Automation should complement professional expertise, not replace it
Will your next doctor be an app? A cost-cutting NHS wants more patients to act as “self-carers,” with some technologized assistance. A series of flowcharts and phone trees might tell parents whose children have chicken pox how best to care for them—no visits to surgeries required. Or a mole-checking app might tell a worrywart when a given skin discoloration looks harmless, and when to go to a dermatologist, by comparing it to thousands of images in a database.
Cost-cutters in the legal field also promise an algorithmically cheapened future. Tax software simplifies the process of filing by walking the filer through a series of questions. Documents that might have taken human attorneys months to read, can be scanned for keywords in a matter of seconds. Predictive policing promises to deploy force with surgical precision.
All these initiatives have some promise, and may make health care and legal advice more accessible. But they are also prone to errors, biases, and predictable malfunctions. Last year, the US Federal Trade Commission settled lawsuits against firms who claimed their software could aid in the detection of skin cancer, by evaluating photographs of the user’s moles. The FTC argued that there was not sufficient evidence to support such claims. The companies are now prohibited from making any “health or disease claims” about the impact of the apps on the health of users unless they provide “reliable scientific evidence” grounded in clinical tests. If algorithms designed merely to inform patients aren’t ready for prime time, why presume diagnostic robots are imminent?
Legal automation has also faced some serious critiques lately. The University of North Carolina legal scholar Dana Remus has questioned the value and legitimacy of the “predictive coding” now deployed in many discovery proceedings. She and co-author Frank S. Levy (of MIT) raise serious questions about more advanced applications of legal automation as well. The future cannot be completely anticipated in contracts, nor can difficult judgment calls be perfectly encoded into the oft-reductionist formulae of data processing. Errant divorce software may have caused thousands of errors in the UK lately, just as US software systems have disrupted or derailed proper dispositions of benefits applications.
Moreover, several types of opacity impede public understanding of algorithmic ranking and rating processes in even more familiar contexts, like credit scoring or search rankings.
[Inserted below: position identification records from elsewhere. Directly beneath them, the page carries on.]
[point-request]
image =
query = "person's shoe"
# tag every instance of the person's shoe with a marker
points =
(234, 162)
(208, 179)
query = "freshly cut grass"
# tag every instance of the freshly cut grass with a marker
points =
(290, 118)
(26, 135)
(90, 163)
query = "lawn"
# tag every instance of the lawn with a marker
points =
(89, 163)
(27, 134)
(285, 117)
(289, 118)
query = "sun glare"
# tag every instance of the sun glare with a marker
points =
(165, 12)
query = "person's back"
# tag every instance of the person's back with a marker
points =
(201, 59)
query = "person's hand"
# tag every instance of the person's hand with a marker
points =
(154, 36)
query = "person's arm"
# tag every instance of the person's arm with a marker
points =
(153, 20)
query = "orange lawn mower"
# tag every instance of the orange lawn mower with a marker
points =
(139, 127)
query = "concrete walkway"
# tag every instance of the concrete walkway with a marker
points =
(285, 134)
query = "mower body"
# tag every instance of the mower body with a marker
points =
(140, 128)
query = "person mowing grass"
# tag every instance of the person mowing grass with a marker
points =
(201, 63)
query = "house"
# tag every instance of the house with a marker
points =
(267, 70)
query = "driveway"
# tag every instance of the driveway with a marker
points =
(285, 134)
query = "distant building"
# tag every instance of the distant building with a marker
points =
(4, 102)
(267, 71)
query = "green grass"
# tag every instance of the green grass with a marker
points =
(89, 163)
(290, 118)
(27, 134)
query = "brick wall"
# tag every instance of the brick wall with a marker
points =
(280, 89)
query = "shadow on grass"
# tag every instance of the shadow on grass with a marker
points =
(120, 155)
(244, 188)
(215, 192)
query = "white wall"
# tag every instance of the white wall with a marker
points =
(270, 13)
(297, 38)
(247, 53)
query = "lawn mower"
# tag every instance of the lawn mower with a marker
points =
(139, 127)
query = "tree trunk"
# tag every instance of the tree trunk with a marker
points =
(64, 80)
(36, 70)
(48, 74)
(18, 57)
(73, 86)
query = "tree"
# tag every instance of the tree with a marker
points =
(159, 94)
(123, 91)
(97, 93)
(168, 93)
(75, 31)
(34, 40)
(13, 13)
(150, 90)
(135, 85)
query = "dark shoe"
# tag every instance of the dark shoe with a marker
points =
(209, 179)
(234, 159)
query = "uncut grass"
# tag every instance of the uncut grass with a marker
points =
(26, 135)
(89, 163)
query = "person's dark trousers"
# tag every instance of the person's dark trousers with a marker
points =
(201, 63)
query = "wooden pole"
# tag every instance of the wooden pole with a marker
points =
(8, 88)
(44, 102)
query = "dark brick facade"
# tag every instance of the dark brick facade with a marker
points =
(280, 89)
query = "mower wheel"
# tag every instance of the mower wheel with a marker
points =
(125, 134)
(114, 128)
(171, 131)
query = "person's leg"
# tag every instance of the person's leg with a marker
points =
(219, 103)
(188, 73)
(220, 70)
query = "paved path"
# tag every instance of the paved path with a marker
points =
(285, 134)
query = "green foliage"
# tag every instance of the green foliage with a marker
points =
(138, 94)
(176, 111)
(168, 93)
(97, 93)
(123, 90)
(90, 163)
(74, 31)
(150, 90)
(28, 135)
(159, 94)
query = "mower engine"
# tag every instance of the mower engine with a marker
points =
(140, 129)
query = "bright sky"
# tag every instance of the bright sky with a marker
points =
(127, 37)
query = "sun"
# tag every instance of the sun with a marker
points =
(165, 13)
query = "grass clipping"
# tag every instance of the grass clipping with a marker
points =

Consumers do not understand all the implications of the US credit scoring process, and things are about to get worse as “alternative” or “fringe” data moves into the lending mix for some startups. If the consequences of being late on a bill are not readily apparent to consumers, how can they hope to grasp new scoring systems that draw on their social media postings, location data, and hundreds of other data points? At the level of companies, many firms do not feel that Google, Facebook, and Amazon are playing a fair game in their algorithmic rankings of websites, ads, and products. These concerns, too, are stymied by widespread secrecy of both algorithms and the data fed into them.
In response, legal scholars have focused on remediable legal secrecy (curbing trade secrets and improving monitoring by watchdogs) and complexity (forbidding certain contractual arrangements when they become so complicated that regulators or citizens cannot understand their impact). I have recommended certain forms of transparency for software—for example, permitting experts to inspect code at suspect firms, and communications between managers and technical staff. The recent Volkswagen scandal served as yet another confirmation of the need for regulators to understand code.
But there is a larger lesson in these failures of algorithmic ordering. Rather than trying to replace the professions with robots and software, we should instead ask how professional expertise can better guide the implementation of algorithmic decision-making procedures. Ideally, doctors using software in medical settings should be able to inspect the inputs (data) that go into them, restrict the contexts in which they are used, and demand outputs that avoid disparate impacts. The same goes for attorneys, and other professionals now deploying algorithmic arrangements of information. We will be looking at “The Promise and Limits of Algorithmic Accountability in the Professions” at Yale Law School this Spring, and welcome further interventions to clarify the complementarity between professional and computational expertise.